Jusqu'au tombeau France Mère adorée
jalouse et fière d'imiter ta valeur
Nous défendrons ta bannière sacrée
sur l'océan qui fut ton champs d'honneur
sur l'océan qui fut ton champs d'honneur.
Jean Bart, Jean Bart,
la voix de la Patrie
redit ta gloire et ton nom immortel
et la cité qui te donna la vie
érigera ta statue en autel
érigera ta statue en autel
Est-il encore nécessaire de présenter le carnaval de Dunkerque ?
Si vous ne connaissez pas notre splendide carnaval, lisez attentivement
cette introduction tirée du livre " Regards sur le carnaval Dunkerquois "
et écrite par René Cambier et Oscar J.Marianez.
Elle vous donnera qu'une envie, celle d'y participer ...
Dunkerque, ce n'est pas Rio de Janeiro ou Venise, et son carnaval est moins connu, moins " médiatique " que celui de ces villes de rêve vers lesquelles s'envolent chaque année des charters de spectateurs. la ville souffre, comme l'ensemble de la région du Nord à laquelle elle appartient, d'un probléme d'image de marque. L'image d'un Nord industrieux, gris, morne et triste est trop souvent répandue. Dans l'esprit de beaucoup de Français, le Nord, où ils n'ont jamais mis les pieds, ce sont les "corons " et Germinal. Pourtant, lorsqu'on prend la réalité est toute autre, et l'on découvre un pays ouvert, accueillant, et une population chaleureuse, hospitaliére et fière de ses traditions.
Posté le: Jeu Mar 25, 2004 12:43 am Sujet du message:
Dunkerque est la capital du " Westhoek " ( Flande Maritime ).
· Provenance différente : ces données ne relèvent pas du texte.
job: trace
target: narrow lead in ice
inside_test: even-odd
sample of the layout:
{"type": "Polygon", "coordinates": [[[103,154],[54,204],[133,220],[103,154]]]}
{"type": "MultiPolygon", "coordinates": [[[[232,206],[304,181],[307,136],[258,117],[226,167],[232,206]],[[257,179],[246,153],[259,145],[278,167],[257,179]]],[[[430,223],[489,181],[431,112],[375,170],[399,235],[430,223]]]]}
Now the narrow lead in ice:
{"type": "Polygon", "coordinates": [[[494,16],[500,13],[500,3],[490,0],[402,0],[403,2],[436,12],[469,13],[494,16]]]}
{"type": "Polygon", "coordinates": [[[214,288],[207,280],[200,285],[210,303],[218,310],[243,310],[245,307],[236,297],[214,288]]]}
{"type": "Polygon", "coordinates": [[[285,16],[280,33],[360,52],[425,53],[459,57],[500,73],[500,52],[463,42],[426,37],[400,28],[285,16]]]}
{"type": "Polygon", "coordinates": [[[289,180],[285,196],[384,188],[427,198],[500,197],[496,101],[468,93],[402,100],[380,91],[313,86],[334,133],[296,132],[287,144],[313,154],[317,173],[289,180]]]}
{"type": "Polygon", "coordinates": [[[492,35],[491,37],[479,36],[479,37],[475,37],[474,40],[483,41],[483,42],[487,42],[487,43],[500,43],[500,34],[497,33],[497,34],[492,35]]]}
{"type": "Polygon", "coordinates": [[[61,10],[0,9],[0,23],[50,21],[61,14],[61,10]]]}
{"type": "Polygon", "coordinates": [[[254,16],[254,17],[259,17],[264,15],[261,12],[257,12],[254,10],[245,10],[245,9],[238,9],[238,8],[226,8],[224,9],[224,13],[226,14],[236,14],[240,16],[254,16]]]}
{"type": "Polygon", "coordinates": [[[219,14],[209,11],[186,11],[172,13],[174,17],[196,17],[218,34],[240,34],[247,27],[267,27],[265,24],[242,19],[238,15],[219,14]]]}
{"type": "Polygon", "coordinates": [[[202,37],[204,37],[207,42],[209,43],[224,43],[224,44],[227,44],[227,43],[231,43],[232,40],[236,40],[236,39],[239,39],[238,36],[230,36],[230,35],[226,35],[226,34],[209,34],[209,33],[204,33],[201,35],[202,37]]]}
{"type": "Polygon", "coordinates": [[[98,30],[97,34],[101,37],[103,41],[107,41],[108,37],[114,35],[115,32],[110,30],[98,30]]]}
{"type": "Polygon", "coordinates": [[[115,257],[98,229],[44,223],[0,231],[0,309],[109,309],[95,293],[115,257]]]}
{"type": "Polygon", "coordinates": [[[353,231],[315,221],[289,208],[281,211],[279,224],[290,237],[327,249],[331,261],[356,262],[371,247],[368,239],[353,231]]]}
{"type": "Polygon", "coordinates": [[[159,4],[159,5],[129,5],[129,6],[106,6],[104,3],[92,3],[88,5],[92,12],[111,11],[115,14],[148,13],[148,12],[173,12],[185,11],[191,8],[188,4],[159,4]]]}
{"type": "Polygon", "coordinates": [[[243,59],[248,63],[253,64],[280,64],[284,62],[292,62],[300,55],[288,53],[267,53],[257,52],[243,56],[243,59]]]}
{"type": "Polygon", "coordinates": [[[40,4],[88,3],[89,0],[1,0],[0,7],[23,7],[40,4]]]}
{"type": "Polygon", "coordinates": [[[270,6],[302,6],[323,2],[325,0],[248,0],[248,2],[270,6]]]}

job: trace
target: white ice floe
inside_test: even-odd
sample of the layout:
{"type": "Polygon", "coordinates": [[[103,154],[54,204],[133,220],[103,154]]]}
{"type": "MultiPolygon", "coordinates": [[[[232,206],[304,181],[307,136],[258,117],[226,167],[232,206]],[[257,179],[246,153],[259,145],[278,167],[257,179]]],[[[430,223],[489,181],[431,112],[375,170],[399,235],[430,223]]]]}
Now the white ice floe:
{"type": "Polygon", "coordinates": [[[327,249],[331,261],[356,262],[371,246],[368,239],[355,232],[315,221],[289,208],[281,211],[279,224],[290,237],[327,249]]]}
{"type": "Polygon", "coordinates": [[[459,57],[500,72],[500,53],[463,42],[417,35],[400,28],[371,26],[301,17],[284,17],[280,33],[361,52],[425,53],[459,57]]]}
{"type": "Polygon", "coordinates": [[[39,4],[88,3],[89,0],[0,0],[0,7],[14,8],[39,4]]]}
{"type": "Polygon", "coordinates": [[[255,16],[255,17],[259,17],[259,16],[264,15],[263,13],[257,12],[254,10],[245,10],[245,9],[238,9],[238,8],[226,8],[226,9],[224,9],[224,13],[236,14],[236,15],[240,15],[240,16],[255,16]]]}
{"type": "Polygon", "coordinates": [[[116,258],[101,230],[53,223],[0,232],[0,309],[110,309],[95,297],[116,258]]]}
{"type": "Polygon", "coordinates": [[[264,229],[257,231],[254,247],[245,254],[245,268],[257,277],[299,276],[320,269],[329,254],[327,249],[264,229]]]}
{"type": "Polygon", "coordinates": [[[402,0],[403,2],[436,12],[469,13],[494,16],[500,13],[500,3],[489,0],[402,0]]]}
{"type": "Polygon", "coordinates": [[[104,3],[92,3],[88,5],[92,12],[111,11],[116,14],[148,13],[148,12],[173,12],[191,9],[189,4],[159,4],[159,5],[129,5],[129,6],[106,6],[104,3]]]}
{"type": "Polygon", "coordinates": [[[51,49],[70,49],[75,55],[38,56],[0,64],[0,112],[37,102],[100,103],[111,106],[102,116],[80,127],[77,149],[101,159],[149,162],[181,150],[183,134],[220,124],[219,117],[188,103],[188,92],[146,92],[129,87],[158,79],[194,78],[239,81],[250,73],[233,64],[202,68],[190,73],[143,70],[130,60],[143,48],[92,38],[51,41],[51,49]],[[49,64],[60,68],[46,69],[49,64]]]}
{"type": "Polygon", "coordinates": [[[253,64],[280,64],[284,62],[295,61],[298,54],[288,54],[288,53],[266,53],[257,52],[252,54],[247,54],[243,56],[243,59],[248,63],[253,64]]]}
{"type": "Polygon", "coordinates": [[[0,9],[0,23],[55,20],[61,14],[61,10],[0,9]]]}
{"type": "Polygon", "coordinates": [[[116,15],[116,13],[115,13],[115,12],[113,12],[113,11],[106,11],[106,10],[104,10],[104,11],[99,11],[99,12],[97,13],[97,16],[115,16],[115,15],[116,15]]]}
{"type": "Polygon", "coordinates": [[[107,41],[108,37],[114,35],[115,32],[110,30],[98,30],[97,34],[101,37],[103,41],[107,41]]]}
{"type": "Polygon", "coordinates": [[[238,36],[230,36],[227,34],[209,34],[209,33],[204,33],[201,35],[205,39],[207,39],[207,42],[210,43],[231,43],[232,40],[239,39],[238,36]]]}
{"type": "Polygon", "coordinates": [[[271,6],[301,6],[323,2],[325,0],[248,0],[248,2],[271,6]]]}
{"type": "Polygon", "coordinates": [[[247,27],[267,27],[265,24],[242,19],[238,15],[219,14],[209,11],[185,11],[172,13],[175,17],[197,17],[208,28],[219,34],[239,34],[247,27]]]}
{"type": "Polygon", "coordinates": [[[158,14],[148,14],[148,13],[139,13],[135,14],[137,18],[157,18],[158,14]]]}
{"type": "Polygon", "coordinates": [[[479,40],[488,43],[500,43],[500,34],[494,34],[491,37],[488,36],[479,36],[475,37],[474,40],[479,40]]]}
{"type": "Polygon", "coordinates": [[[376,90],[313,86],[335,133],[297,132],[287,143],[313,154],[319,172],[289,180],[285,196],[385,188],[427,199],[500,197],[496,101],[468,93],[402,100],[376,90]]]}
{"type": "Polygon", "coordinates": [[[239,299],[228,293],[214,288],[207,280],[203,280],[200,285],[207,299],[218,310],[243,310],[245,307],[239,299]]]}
C'est avant tout un port, et au pays de Jean Bart et de Gaspart Malo, la tradition du carnaval a conservé ses origines maritimes et s'est perputuée depuis le 17ème siécle, avec la célébre " Visscherbende " ( bande des pêcheurs ), qui avait lieu avant le départ des marins pour les longues campagnes de pêche en Islande. Elle est, aujourd'hui encore, fortement ancrée dans la vie et dans les coeur des habitants de l'agglomération Dunkerquoise. Ceux ci attendent chaque année ces quelques jours d'ivresse collective et de liberté absolue qui voient les rues de Dunkerque, de Rosendael ou de Malo, de la Citadelle, de Petite-Synthe, de Mardyck et des communes environnante se peupler d'une foule se déplacent en " bandes ", dansent et chantent dans un joyeux désordre derriére les fifres et les tambours et font " rigondon " le soir venu.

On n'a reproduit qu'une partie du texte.